Dr. Jeananne Garavan, senior clinical psychologist and chairperson of Mayo Infant Mental Health Forum, facilitators Mairead Carolan and Catherine Maguire, IAIMH, Seamus Beirne, general manager, Primary Care Services Mayo/Roscommon, and Mary Skillington, Early Childcare Education ATU and chairperson of the Early Years CYPSC Committee, Mayo.

First ever infant mental health master class held in Mayo

The first ever infant mental health master class has been delivered at the Atlantic Technological University, Castlebar Campus.

In attendance were various professionals across the HSE, Tusla, disability and voluntary sector representing key services that support families and children from conception to infancy came together - all eager to learn more about the concept of infant mental health so as to further support the social and emotional development of children and parental wellbeing.

This event was hosted by the Mayo Infant Mental Health Forum with the support of the HSE and Mayo CYPSC and facilitated by two leading IMH specialists from the Irish Association for IMH, Catherine McGuire and Mairead Carolan.

Ms. McGuire is also a member of the World Association for IMH and, along with her organising committee, is busily preparing for Dublin to host the 18th World Infant Mental Health Congress in July 2023.

The master class covered the scientific evidence and theory that supports and underpins IMH as well as the clinical application in which parents and babies are supported via an IMH lens.

The focus of this lens is not on baby alone but on the parent/caregiver baby/toddler relationship as it is the quality of this caregiving relationship, particularly in the early years of life when brain is rapidly developing, that determines our infants healthy social emotional and physical development, not only in childhood but into adulthood and across the lifespan.

Sensitively responding to baby’s needs by trying to read their nonverbal cues, making eye contact, comforting through gentle touch, holding, snuggling and sharing in mutual pleasure are ways to support the attachment parent – infant relationship.

Babies are unable to regulate their own emotions and are entirely depending on their significant caregivers to do so for them.

This is why in IMH the focus is equally on parental well-being and the caregiver’s emotional state.

The master class was very instructive in emphasizing the importance of supporting parents’ own developmental needs as they transition into parenthood and all of its challenges.

Parents are empowered, not by being told what to do necessarily but by their own unique parental experiences and needs in relation to their individual babies validated by a trusted other.

This process of ‘being with’ and engaging parents to adopt a reflective curious stance regarding their baby’s needs and communications is the essence of an IMH approach.

It is important therefore, that in order for support staff to help parents to keep baby in mind, that staff can reflect on how such work affects them personally.

Such insights will greatly inform and enrich their IMH practise.

The inaugural meeting of an IMH Network Group took place on October 11 to provide staff in Mayo with a supportive peer group environment to continue their learning so as to enhance further their IMH competencies.

This is for the better of all the parents, families and babies they serve.

For further information on IMH please consult the Irish Association for Infant Mental Health and the relevant HSE sites including mychild.ie or the hseland Infant Mental Health e- learning modules.

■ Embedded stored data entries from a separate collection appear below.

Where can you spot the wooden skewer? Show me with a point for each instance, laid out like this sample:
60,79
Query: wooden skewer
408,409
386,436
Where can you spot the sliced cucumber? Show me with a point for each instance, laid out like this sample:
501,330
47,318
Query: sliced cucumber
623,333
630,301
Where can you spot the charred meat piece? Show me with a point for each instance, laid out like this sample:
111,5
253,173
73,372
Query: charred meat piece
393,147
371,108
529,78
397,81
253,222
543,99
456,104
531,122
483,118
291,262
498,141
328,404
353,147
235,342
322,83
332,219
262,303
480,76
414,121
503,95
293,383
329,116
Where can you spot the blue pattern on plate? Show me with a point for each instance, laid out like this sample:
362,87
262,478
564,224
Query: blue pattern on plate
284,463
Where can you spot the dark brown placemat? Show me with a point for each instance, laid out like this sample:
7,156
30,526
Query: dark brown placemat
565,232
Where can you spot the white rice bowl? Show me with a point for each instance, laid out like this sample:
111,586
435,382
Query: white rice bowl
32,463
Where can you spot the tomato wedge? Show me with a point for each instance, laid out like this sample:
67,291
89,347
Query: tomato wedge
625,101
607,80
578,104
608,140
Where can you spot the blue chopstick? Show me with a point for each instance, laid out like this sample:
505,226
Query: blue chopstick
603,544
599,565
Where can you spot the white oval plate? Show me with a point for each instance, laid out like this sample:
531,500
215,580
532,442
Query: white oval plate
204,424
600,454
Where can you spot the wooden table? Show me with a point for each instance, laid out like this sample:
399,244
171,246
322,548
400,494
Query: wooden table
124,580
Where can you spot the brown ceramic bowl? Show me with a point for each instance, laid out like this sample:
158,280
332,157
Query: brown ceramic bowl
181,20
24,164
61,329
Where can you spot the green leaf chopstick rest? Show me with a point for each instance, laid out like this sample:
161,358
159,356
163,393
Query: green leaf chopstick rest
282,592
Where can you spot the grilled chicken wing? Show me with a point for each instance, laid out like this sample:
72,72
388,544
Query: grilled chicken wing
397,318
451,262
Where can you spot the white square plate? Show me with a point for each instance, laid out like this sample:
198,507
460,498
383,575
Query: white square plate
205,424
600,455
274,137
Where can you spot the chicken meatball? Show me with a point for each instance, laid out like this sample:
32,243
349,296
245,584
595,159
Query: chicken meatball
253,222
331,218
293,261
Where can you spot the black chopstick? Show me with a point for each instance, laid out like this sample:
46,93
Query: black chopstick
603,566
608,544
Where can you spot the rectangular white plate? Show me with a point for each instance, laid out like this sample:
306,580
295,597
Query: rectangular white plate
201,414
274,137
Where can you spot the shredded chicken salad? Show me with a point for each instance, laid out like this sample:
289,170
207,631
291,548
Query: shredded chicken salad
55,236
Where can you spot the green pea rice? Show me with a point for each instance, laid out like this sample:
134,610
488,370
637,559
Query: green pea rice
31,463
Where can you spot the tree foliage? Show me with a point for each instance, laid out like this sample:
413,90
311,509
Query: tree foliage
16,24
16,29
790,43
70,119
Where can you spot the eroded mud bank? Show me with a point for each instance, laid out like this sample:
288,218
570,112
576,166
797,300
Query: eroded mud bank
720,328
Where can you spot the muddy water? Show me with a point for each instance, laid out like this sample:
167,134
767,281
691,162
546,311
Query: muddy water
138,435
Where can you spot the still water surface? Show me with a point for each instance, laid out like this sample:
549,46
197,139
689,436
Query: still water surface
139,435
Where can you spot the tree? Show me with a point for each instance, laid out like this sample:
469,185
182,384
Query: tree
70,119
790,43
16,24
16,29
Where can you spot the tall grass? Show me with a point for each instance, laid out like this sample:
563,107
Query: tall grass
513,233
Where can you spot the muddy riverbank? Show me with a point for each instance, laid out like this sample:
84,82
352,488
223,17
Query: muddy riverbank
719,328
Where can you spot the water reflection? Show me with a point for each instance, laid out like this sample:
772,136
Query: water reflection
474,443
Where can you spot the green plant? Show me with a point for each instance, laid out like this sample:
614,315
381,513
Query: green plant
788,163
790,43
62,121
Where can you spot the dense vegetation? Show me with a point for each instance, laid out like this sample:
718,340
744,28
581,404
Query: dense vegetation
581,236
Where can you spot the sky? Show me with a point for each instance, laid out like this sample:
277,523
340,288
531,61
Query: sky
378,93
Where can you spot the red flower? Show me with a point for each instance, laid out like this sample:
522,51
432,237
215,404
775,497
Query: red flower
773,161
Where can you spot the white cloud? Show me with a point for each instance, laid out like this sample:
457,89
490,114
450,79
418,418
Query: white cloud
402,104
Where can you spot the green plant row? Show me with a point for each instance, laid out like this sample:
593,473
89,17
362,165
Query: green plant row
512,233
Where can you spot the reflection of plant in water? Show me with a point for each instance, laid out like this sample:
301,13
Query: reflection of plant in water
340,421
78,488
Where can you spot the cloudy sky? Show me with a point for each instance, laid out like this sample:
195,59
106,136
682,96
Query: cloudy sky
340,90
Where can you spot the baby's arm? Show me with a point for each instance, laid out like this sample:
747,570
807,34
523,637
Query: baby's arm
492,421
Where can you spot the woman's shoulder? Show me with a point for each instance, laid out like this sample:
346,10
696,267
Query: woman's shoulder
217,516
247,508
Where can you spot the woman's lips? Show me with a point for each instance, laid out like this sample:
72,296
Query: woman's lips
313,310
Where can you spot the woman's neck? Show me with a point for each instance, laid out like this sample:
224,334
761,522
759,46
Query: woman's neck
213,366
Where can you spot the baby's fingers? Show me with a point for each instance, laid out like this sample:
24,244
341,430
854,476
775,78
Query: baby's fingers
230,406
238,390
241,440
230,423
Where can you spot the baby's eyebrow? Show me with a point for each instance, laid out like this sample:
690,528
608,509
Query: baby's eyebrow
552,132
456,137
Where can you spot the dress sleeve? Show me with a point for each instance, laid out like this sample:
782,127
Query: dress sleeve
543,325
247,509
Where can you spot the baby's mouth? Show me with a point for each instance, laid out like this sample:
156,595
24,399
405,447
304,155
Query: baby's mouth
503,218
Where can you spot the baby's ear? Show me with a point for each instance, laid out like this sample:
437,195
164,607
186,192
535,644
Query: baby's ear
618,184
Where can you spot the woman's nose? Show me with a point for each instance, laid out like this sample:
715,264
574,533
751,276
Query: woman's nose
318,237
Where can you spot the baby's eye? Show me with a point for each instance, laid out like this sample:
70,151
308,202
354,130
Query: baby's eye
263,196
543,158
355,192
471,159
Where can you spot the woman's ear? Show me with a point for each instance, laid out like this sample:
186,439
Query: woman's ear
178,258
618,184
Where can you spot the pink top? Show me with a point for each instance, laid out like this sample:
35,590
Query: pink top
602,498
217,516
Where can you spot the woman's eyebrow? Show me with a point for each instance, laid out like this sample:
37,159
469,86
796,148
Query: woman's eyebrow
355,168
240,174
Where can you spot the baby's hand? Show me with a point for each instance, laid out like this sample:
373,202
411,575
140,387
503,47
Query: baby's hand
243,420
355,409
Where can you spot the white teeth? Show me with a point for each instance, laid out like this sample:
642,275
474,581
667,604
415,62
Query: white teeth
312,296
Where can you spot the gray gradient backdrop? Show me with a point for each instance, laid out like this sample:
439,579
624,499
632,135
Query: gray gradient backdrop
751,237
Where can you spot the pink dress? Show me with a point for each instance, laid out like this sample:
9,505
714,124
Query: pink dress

For information on the Mayo IMH Forum or the Network Group please, contact Dr. Jeananne Garavan, senior clinical psychologist as chair of the forum on 094 9049269 or email Jeananne.Garavan@hse.ie

Key messages for parents and caregivers

Early relationships matter and yet it is never too late!

It is not our parenting mistakes that breeds insecurity but the repair of such mistakes that makes our children feel secure.

No such thing as perfect parenting – there is only ‘Good Enough’!

This means that a third of the time we will get it right and another third we will not….for the remaining third were trying to work out what our child needs.

It is this working out as to their needs that is the kernal of ‘Good Enough’ parenting. If we can help parents to observe and be open and curious as to what might be going on for their baby and child they may feel more confident in being able to meet their babies’ needs.

Parenting does not come naturally necessarily. Although for some it can feel very intuitive for others less so.

It is always Ok to not feel ok but it is really important for your needs and your babies need to seek the help and support you deserve and your baby deserves.